20

I have a function that returns the argmax from a large 2d array

getMax = np.argmax(dist, axis=1)

However I want to get the next biggest values, is there a way of removing the getMax values from the original array and then performing argmax again?

Sprout
  • 630
  • 1
  • 5
  • 22
  • 1
    If you don't just need the second largest element, but maybe also the third and so on, the following might be helpful: http://stackoverflow.com/questions/16878715/how-to-find-the-index-of-n-largest-elements-in-a-list-or-np-array-python – Carsten Dec 14 '14 at 20:37
  • Do you actually want to remove the largest, or do you want to just find the next largest? – Joel Dec 14 '14 at 20:38
  • 1
    @Joel find the next largest – Sprout Dec 14 '14 at 20:47
  • Check my answer --- I don't have numpy on the computer I'm on right now, so can't bug check – Joel Dec 14 '14 at 20:50
  • @Joel I'm sorry to say but I can't change the order for what I need it for – Sprout Dec 14 '14 at 20:51

2 Answers2

27

Use the command np.argsort(a, axis=-1, kind='quicksort', order=None), but with appropriate choice of arguments (below).

here is the documentation. Note "It returns an array of indices of the same shape as a that index data along the given axis in sorted order."

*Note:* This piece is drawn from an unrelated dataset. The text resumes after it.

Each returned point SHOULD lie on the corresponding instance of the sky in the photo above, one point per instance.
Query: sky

The default order is small to large. So sort with -dist (for quick coding). Caution: doing -dist causes a new array to be generated which you may care about if dist is huge. See bottom of post for a better alternative there.

Here is an example:

x = np.array([[1,2,5,0],[5,7,2,3]])
L = np.argsort(-x, axis=1)

print L
[[2 1 0 3]
 [1 0 3 2]]

x  
array([[1, 2, 5, 0],
   [5, 7, 2, 3]])

So the n'th entry in a row of L gives the locations of the n'th largest element of x.

x is unchanged.

L[:,0] will give the same output as np.argmax(x)

L[:,0]
array([2, 1])

np.argmax(x,axis=1)
array([2, 1])

and L[:,1] will give the same as a hypothetical argsecondmax(x)

L[:,1]
array([1, 0])

If you don't want to generate a new list, so you don't want to use -x:

L = np.argsort(x, axis=1)

print L
[[3 0 1 2]
 [2 3 0 1]]

L[:,-1]
array([2, 1])

L[:,-2]
array([1, 0])
Joel
  • 22,598
  • 6
  • 69
  • 93
  • I'm sorry to say but order is important, I cannot change the order – Sprout Dec 14 '14 at 20:49
  • 1
    I think you misunderstand. The sorting `np.argsort(dist)` gives a list of locations from location of smallest to location of largest. So `np.argsort(-dist)` gives the list of locations of smallest to largest of `-dist`. So it's the locations of largest to smallest of `dist`. It doesn't change the order of `dist` in any way. – Joel Dec 14 '14 at 20:54
  • I've just realised this, however when I use it, it returns an array full of zeros rather than what it should – Sprout Dec 14 '14 at 21:08
  • Can you edit your question to give a minimal example and expected output? – Joel Dec 14 '14 at 21:09
  • I have solved it, it was an error later in the code. Thank you Joel! – Sprout Dec 14 '14 at 21:12
  • Let us [continue this discussion in chat](http://chat.stackoverflow.com/rooms/66863/discussion-between-joel-and-sprout). – Joel Dec 14 '14 at 21:23
4

If speed is important to you, using argpartition rather than argsort could be useful.

For example, to return the n largest elements from a list:

import numpy as np 

l = np.random.random_integer(0, 100, 1e6)

top_n_1 = l[np.argsort(-l)[0:n]]
top_n_2 = l[np.argpartition(l, -n)[-n:]]

The %timeit function in ipython reports 10 loops, best of 3: 56.9 ms per loop for top_n_1 and 100 loops, best of 3: 8.06 ms per loop for top_n_2.

I hope this is useful.

Dai
  • 345
  • 3
  • 12